Conga’s exclusively rhythm tracks – the “Conga Solo” series, which feature 2 and 3 congas, “Bembe Ochun,” “Conganation,” “Congobel Part II” and “Congarobics – 3 Congas” are all stunning displays not only of virtuoso tumbadora work, but inspired emotional homecoming. The hypnotic edge suggests a conjuring of the spirit world, a call to prayer that is primitive and powerfully modern. It suggests that the drum connection with musical spirituality is vibrantly alive.
Johnny Conga may be making a very important statement here. He is not only establishing his pedigree with this record, nor displaying a flashy skill. There is something greater than dexterity on display here. Johnny Conga is re-establishing the spirit connection with musical journeying. To suggest anything else would be silly. Jack DeJohnette had once lamented that spirituality had left music after John Coltrane died. Musicians it seemed were no longer probing, looking for the tonal centers of song and dance, while entertaining at the same time. But as civilizations spiral uncontrollably into the future, bereft a spirit the world spins darkly. Music like that on Breaking Skin is a constant reminder that there is an alternative, a seeking for the ebullience that can only come with a search for the deeper connection with the roots of humanity, the ritmo of the soul.

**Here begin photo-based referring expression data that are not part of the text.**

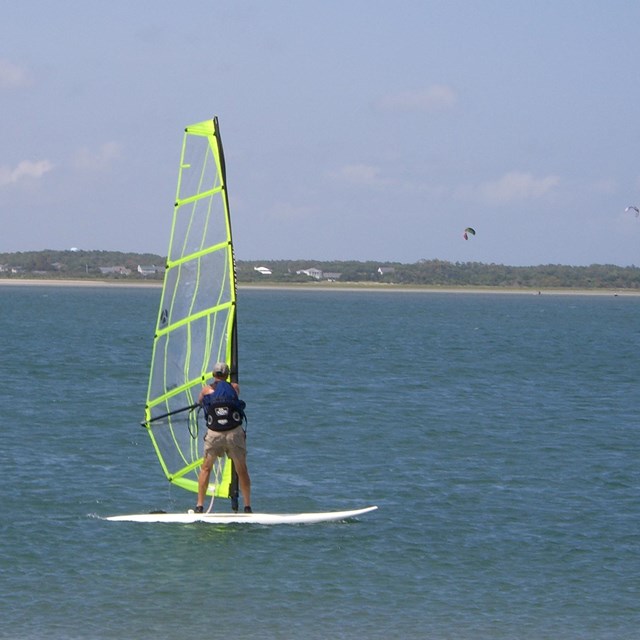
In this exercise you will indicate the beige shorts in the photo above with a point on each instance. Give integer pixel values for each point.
(233, 443)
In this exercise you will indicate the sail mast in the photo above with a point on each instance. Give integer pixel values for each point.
(196, 324)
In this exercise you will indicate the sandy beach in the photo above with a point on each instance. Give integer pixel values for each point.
(330, 286)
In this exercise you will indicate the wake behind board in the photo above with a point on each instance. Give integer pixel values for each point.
(243, 518)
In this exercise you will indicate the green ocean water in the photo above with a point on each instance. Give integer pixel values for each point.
(499, 436)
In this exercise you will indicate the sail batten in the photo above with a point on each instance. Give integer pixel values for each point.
(196, 322)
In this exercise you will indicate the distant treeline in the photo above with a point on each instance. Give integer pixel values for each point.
(119, 265)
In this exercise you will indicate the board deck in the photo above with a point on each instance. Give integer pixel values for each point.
(243, 518)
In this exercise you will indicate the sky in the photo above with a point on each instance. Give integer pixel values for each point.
(352, 129)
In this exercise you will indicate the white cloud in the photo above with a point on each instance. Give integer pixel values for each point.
(98, 159)
(435, 97)
(12, 76)
(517, 185)
(24, 170)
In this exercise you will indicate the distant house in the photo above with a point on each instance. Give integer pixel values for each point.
(312, 273)
(120, 270)
(263, 270)
(147, 270)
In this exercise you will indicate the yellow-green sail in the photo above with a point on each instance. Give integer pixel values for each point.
(196, 324)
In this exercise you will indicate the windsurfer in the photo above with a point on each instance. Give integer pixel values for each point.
(231, 441)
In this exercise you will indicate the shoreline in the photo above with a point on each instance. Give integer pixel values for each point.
(324, 287)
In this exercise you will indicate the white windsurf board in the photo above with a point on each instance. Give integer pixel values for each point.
(243, 518)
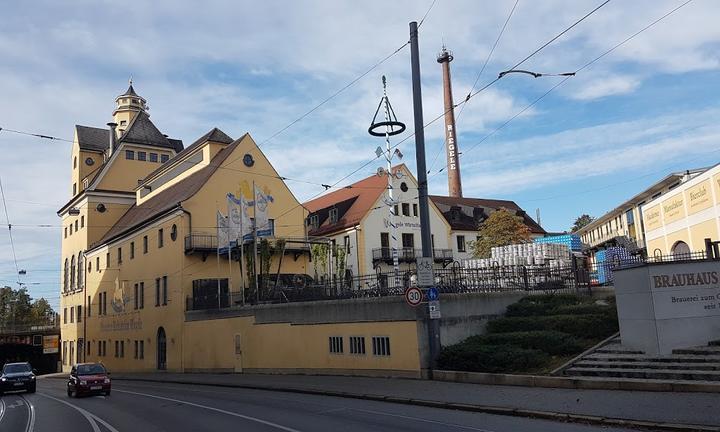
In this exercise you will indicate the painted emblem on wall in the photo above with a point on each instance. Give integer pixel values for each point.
(120, 299)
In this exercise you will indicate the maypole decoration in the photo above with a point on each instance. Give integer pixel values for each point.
(392, 127)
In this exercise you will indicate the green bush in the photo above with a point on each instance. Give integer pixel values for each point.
(593, 326)
(490, 358)
(551, 342)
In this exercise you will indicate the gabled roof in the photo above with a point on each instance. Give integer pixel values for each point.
(167, 200)
(142, 131)
(92, 139)
(353, 203)
(215, 135)
(468, 222)
(129, 92)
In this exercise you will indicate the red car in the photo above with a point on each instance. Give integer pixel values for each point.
(87, 379)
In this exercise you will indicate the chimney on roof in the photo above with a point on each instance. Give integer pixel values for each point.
(111, 147)
(453, 164)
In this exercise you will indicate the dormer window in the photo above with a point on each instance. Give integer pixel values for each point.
(313, 222)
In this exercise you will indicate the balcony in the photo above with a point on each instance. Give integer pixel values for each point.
(385, 255)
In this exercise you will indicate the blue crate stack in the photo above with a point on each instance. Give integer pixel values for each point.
(572, 241)
(600, 261)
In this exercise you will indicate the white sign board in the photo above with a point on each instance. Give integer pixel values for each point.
(434, 308)
(425, 273)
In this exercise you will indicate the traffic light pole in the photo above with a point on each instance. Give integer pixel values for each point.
(426, 239)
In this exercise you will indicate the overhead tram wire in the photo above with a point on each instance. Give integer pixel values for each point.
(487, 60)
(12, 243)
(566, 78)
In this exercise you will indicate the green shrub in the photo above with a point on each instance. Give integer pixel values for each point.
(594, 326)
(490, 358)
(551, 342)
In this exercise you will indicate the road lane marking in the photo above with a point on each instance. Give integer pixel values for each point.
(31, 415)
(90, 417)
(419, 419)
(255, 419)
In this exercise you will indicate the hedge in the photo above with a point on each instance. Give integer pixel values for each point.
(490, 358)
(551, 342)
(592, 326)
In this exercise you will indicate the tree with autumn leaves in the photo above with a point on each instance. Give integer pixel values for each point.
(501, 228)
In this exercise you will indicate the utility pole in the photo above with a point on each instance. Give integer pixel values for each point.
(433, 324)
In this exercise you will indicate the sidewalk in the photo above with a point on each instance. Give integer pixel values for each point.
(661, 411)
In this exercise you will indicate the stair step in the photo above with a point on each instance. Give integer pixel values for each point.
(671, 374)
(705, 366)
(682, 358)
(706, 350)
(618, 350)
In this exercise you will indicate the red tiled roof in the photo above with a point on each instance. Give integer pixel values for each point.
(359, 196)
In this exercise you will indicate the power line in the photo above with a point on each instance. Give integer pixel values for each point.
(566, 78)
(487, 60)
(12, 243)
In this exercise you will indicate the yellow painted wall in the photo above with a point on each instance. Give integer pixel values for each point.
(284, 346)
(699, 232)
(123, 174)
(699, 197)
(673, 208)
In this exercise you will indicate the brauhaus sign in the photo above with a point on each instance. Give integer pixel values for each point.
(664, 306)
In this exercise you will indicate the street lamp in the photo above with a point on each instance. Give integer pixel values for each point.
(534, 74)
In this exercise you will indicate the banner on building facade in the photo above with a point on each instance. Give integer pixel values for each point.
(222, 232)
(261, 213)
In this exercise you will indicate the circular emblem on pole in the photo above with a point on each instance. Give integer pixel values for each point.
(248, 160)
(413, 296)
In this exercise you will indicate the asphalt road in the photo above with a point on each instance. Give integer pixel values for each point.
(149, 407)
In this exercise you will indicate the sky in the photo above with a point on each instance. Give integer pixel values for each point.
(646, 109)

So can this record be really enjoyed without this mumbo jumbo? It can and in many more ways than one. True that there is an innocuous start to the record, with Chick Corea’s early chart, “Guajira,” but that only sets the stage for the musical heat that is to follow. There is also a superb display of transcendent interplay between Conga, piano and vibes player, Mario “Del Barrio” Marrero, and rhythmic counterpoint with timbalero, Edwin Bonilla together with the bongocero, Ronnie Loreto. “Seattle Bembe” is a fine example of ritualistic drumming, the rumbling incantation and Bembe raining, blended with a bubbling in the barrio as the maestro of the Yoruba worship calls upon the spirits up above to bless all songs.

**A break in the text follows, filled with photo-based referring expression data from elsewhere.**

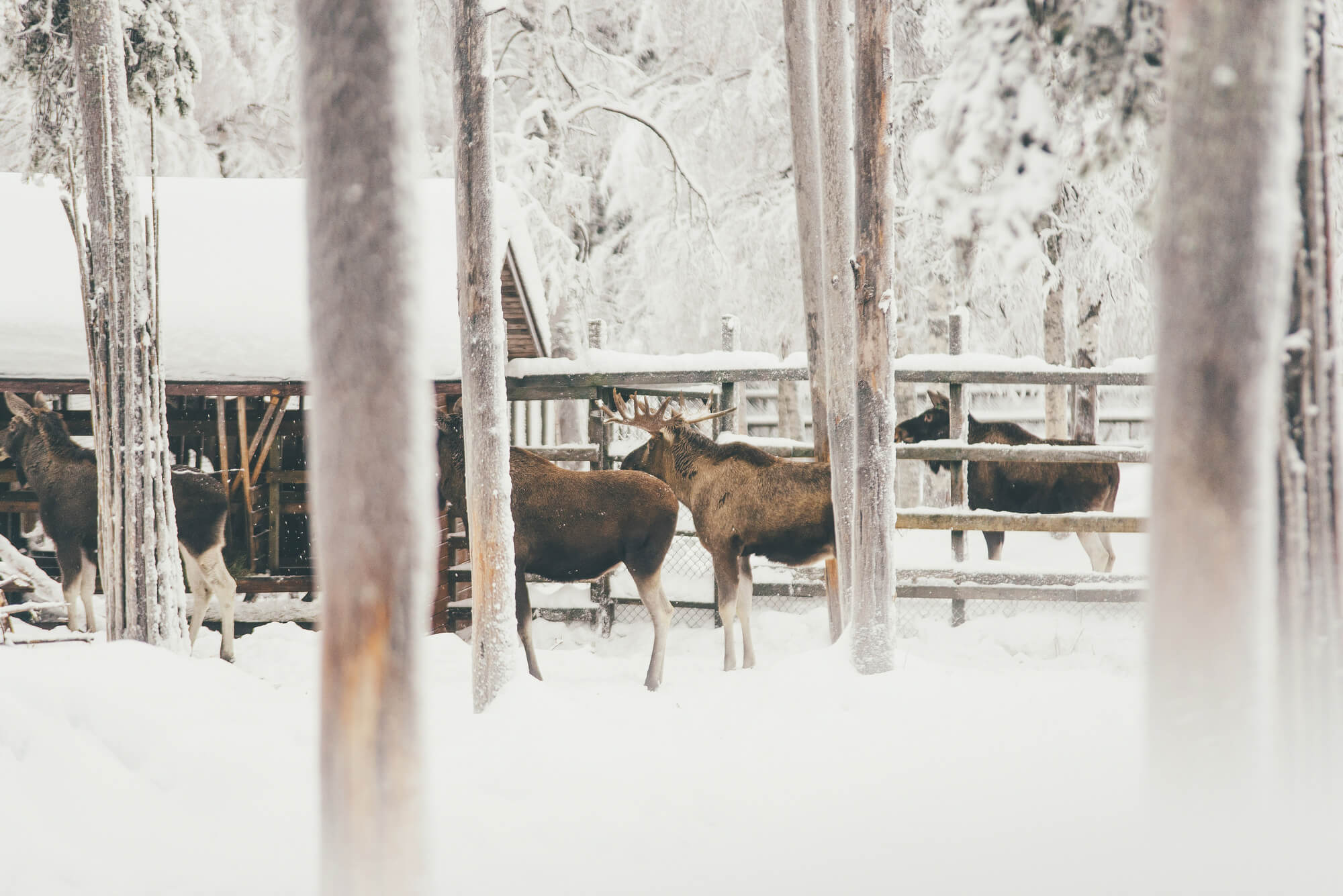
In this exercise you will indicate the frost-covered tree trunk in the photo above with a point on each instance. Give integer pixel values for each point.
(1309, 548)
(373, 435)
(139, 562)
(1224, 270)
(837, 223)
(875, 285)
(484, 350)
(800, 42)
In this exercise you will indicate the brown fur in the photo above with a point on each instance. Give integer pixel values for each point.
(571, 526)
(1023, 487)
(65, 478)
(745, 502)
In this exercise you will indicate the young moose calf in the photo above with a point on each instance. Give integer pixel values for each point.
(571, 526)
(745, 502)
(1023, 487)
(65, 477)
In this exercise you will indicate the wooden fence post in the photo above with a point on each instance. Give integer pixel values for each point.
(960, 426)
(733, 395)
(875, 297)
(601, 436)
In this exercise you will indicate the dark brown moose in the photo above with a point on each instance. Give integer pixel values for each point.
(1023, 487)
(745, 502)
(573, 526)
(65, 478)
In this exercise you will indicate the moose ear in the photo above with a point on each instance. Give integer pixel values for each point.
(18, 405)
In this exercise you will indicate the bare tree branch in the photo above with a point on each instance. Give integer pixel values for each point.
(606, 105)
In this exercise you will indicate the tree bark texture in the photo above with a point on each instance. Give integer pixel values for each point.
(139, 561)
(1311, 638)
(1224, 268)
(371, 436)
(484, 353)
(801, 46)
(875, 499)
(835, 102)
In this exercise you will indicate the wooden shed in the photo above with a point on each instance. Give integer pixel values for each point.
(234, 318)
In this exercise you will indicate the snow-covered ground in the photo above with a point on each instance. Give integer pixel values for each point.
(1000, 757)
(974, 768)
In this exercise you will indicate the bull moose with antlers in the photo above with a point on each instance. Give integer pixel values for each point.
(745, 502)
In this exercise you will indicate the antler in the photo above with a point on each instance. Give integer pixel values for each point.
(639, 413)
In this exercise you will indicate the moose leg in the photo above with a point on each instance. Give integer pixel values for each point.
(994, 542)
(199, 593)
(220, 584)
(745, 592)
(71, 558)
(726, 577)
(523, 604)
(660, 611)
(88, 580)
(1099, 550)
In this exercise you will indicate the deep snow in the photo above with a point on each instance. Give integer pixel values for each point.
(973, 768)
(1000, 757)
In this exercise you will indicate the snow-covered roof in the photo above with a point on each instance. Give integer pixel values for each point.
(233, 279)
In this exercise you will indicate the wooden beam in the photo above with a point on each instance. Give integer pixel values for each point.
(989, 521)
(1025, 454)
(244, 474)
(224, 442)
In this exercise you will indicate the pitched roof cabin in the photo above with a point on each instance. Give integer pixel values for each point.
(234, 334)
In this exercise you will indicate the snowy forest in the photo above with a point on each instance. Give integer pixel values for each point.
(275, 503)
(652, 145)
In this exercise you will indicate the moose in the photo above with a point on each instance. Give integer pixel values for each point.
(745, 502)
(573, 526)
(65, 478)
(1023, 487)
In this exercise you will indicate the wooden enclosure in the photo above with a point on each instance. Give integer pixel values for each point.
(269, 540)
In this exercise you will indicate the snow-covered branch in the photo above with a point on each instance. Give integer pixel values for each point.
(618, 109)
(44, 587)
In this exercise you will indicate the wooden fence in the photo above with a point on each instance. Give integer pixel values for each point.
(535, 421)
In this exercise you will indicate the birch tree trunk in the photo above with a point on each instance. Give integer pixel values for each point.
(373, 434)
(1309, 556)
(1224, 268)
(800, 42)
(837, 224)
(139, 562)
(484, 352)
(875, 499)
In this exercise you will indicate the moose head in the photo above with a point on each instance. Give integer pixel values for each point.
(934, 423)
(664, 455)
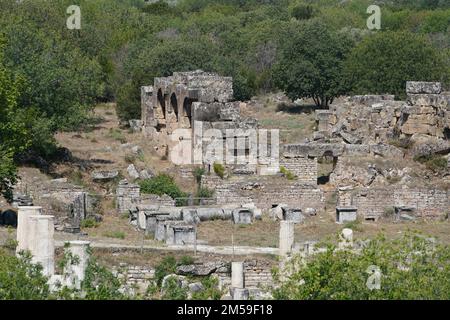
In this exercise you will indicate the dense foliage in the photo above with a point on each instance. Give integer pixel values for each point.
(20, 279)
(411, 268)
(162, 184)
(384, 62)
(311, 64)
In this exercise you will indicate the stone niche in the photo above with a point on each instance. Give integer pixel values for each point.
(242, 216)
(294, 215)
(175, 232)
(346, 214)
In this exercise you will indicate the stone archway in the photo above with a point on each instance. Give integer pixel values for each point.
(174, 105)
(187, 109)
(326, 165)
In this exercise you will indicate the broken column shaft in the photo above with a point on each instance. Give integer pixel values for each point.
(286, 237)
(23, 226)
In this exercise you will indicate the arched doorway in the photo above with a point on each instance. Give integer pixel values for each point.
(174, 105)
(326, 165)
(187, 109)
(162, 103)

“Siempre me va Bien” blends sassy melody with the raining of seemingly mambo coconuts and a delightfully drunken hypnotic clave laughter conjoined with piano con clave. But Johnny Conga does not stop at celebrating merely the Afro-Cuban, or the Afro-Caribbean – as on “Caribe Madness”. There is also some superb deconstruction of the Brasilian rhythms, featured on intense samba tracks such as “Mariel,” which rocks from a sensuous piano and vibes introduction to a swaggering bolero, before skipping with heart-stopping motion back to a samba. “Afro-Samba” is no less wonderful, though completely different from its fluttering counterpart. And, of course, “Midnight Mambo” is a sexy confluence of brass woodwinds and percussion – the highlights are the tenor saxophone work of Tom McCormick with Johnny Padilla on soprano doing svelte pirouettes in counterpoint.
Throughout the record, Johnny Conga’s effortless method of creating memorable ritmo is always on. The rhythmic splatters he creates are non pareil. His left hand patterns and a variety of right hand slaps both open toned and flat slapping is inspired and memorable. Add to that the compositional abilities and the recasting of older work in a modern context and this makes Breaking Skin a record that is pretty close to perfect.
Tracks: Guajira; Seattle Bembe; Siempre Me Va Bien; Conga Solo – 2 congas; Mariel; Conganation; Midnight Mambo; Congobel Part II; Kathy’s Theme; Afro-Samba; Conga Solo No. 2 – 3 Congas; Bembe Ochun; JC’s Revenge; Congarobics – 3 Congas; Comparsa Con Campanas; Afro-Dixie 6; Rumba Pa’ La Ocha; Caribe Madness.
Personnel: Johnny Conga: Congas; Juan Pablo Torres: trombone; Eddie “Guagua” Rivera: bass; Edwin Bonilla: timbales; Mario “Del Barrio” Marrero: piano, vibes; Ronnie Loreto: bongo, bell; Doug Michaels: trumpet; Tom McCormick: tenor saxophone (solo 1,3, 7); Johnny Padilla: tenor saxophone (solo: 5, 12), soprano saxophone (solo 7); Jose "Juanito" Martinez: drums; Guests Sammy Alamillo: drums, handclaps and background vocals; Jeff Woods: congas, guitars, handclaps and background vocals.